Est-ce la première fois que vous écrivez un livre avec des slashs comme ponctuation ?
Jean Portante: Oui, c’est la première fois. Ce livre est un trois en un, c’est comme les shampoings. Donc oui, je voulais faire un livre entre les gens, sans frontières parce que c’est le thème du livre, et le livre lui-même est par sa forme abolit des frontières puisque c’est, à la fois un long poème, mais cela peut aussi se lire comme un roman avec des personnages ou comme une pièce de théâtre. D’ailleurs, cela a été joué au Luxembourg. Mais si je n’avais pas mis les slashs, on n’aurait pas remarqué que c’est aussi un poème. Et donc les slashs correspondent aux vers. Avant, on avait Victor Hugo et, avec lui, des vers métriques comme l’alexandrin qui comprend douze syllabes. Alors qu’aujourd’hui, avec les vers libres, on ne sait plus quand ils finissent. Donc, chacun le fait à sa façon. Certains vers sont plus longs et d’autres sont plus courts. Donc pour Frontalier, j’ai calqué le rythme sur ma propre respiration, et je mets un slash quand je n’ai plus de souffle. Voilà, à peu près, l’histoire du slash.

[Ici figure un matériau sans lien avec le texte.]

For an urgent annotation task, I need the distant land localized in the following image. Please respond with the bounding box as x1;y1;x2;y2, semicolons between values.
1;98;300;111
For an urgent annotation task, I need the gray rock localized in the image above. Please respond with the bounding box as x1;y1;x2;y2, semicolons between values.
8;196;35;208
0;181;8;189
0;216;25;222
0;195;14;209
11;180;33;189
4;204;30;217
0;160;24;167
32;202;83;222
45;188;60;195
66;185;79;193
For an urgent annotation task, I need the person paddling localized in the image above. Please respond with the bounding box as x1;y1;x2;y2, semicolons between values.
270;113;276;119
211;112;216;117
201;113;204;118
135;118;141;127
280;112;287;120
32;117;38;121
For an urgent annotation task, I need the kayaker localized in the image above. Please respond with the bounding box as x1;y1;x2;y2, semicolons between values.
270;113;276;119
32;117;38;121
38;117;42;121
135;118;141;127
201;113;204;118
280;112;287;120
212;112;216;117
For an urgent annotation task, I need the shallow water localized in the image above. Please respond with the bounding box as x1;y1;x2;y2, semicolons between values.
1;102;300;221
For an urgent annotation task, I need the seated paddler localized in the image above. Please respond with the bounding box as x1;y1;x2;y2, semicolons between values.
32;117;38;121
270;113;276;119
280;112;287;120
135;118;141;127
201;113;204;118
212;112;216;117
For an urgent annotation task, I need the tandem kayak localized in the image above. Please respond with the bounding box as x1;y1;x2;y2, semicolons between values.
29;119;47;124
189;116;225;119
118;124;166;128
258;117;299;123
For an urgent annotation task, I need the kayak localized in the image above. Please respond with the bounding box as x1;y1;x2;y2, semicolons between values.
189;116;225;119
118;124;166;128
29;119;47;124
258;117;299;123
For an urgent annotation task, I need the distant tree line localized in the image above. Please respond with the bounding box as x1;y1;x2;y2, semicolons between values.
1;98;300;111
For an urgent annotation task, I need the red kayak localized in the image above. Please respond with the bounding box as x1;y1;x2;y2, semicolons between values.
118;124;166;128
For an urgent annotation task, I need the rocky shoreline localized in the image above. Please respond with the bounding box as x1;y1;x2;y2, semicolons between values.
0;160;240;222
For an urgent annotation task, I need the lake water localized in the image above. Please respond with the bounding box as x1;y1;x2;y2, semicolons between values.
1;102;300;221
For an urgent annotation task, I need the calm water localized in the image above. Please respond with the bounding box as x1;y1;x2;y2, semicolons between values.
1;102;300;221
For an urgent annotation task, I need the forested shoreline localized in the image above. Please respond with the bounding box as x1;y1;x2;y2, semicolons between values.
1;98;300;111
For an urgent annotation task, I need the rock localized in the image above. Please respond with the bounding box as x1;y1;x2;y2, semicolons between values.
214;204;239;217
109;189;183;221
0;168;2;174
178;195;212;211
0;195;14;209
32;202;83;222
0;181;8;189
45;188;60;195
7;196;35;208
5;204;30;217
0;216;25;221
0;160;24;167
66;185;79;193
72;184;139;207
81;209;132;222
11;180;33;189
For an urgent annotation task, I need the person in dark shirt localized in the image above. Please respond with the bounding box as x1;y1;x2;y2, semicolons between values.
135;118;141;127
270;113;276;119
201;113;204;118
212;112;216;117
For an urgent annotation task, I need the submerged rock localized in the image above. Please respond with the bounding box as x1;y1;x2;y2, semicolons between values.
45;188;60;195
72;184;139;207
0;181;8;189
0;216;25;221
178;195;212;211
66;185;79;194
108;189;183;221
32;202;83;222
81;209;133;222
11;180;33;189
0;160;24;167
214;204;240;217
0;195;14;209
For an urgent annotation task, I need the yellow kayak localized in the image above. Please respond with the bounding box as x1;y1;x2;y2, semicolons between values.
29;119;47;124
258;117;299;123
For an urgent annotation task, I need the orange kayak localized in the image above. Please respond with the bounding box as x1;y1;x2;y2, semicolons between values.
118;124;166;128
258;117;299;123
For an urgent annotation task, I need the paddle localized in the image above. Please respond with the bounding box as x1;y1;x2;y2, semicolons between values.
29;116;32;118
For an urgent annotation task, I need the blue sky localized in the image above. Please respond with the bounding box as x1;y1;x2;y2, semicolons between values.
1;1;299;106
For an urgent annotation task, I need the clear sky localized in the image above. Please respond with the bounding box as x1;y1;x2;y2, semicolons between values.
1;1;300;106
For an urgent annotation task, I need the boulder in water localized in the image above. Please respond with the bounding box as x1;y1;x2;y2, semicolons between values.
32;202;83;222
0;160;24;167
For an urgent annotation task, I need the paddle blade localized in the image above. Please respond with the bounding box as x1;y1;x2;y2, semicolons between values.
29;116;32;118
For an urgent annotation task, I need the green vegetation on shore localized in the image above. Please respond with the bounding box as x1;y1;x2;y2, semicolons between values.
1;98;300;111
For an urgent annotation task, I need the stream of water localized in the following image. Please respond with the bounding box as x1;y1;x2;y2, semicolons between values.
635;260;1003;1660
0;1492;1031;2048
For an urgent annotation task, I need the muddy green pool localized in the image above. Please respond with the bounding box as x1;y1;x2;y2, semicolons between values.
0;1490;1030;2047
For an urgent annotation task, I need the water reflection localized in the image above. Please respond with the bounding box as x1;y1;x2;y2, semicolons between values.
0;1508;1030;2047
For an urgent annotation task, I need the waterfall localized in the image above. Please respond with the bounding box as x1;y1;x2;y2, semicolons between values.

Allez-vous écrire un prochain livre ?
Jean Portante: Oui, j’en ai actuellement trois en chantier. Donc, il y a un recueil de poèmes qui est presque fini et qui aura comme titre La Panthère parfumée. Ce n’est pas inventé, ça vient d’un très grand écrivain italien, Dante. Et pour lui, la panthère parfumée, c’est la poésie. Il dit qu’avec les mots, on ne peut pas l’attraper. Mais on sait qu’elle est là parce qu’elle laisse son parfum. Donc, c’est sur cette idée que joue tout le livre. Des choses de la vie que nous n’arrivons pas à saisir, mais on sait qu’elles sont là. Cela peut être un amour, ça peut être beaucoup, beaucoup de choses. Donc tout le recueil, sert à ça. Puis j’ai ma pièce de théâtre. Le titre est provisoire : Innocences. J’ai cherché quatre personnages innocents qui ont subi quelque chose qui n’est pas très joli. Cela rappelle le roman d’un auteur italien, Gabriele d’Annunzio, l’Innocent, qui raconte l’histoire d’un couple, mais un couple qui ne s’entend pas bien. Et puis naît un enfant. Et bon, celui là, il n’a rien fait, il est innocent. Je vais vous dévoiler des éléments importants de l’histoire. En fait, cet enfant sera sacrifié dans l’histoire, il va mourir, il sera mis sur un balcon en hiver et il va mourir de froid. C’est souvent comme ça. Et le cas le plus emblématique vient de la mythologie grecque avec Iphigénie. Le roi va sacrifier sa propre fille qui s’appelle Iphigénie. Quand les Grecs partaient faire la guerre dans la ville de Troie contre les Troyens, ils avaient un rituel : il fallait toujours sacrifier aux dieux quelqu’un pour que les dieux leur soient favorables et qu’ils puissent gagner la guerre. Il y a beaucoup de pièces de théâtre sur ce thème. Je viens aussi de terminer Une dernière fois, la Méditerranée, un roman qui clôt une suite de trois livres, une trilogie sur les migrations et je commence un cycle nouveau de trois romans sur l’oubli et la mémoire. Cela traite de quelqu’un qui a perdu la mémoire et qui ne sait même pas la reconstruire. Il y a deux possibilités soit on en perd l’avant à cause d’un choc, soit on perd l’après. C’est à dire qu’on ne peut se souvenir des choses que l’on vit plus de dix minutes. Et puis ça disparaît dans dans l’oubli. On appelle cela une amnésie antérograde, c’est l’impossibilité de fixer de nouveaux souvenirs. Mon personnage va vivre cette vie et et nous allons découvrir comment il doit s’organiser et comment les autres, qui sont autour de lui, vont faire partie de la construction du personnage.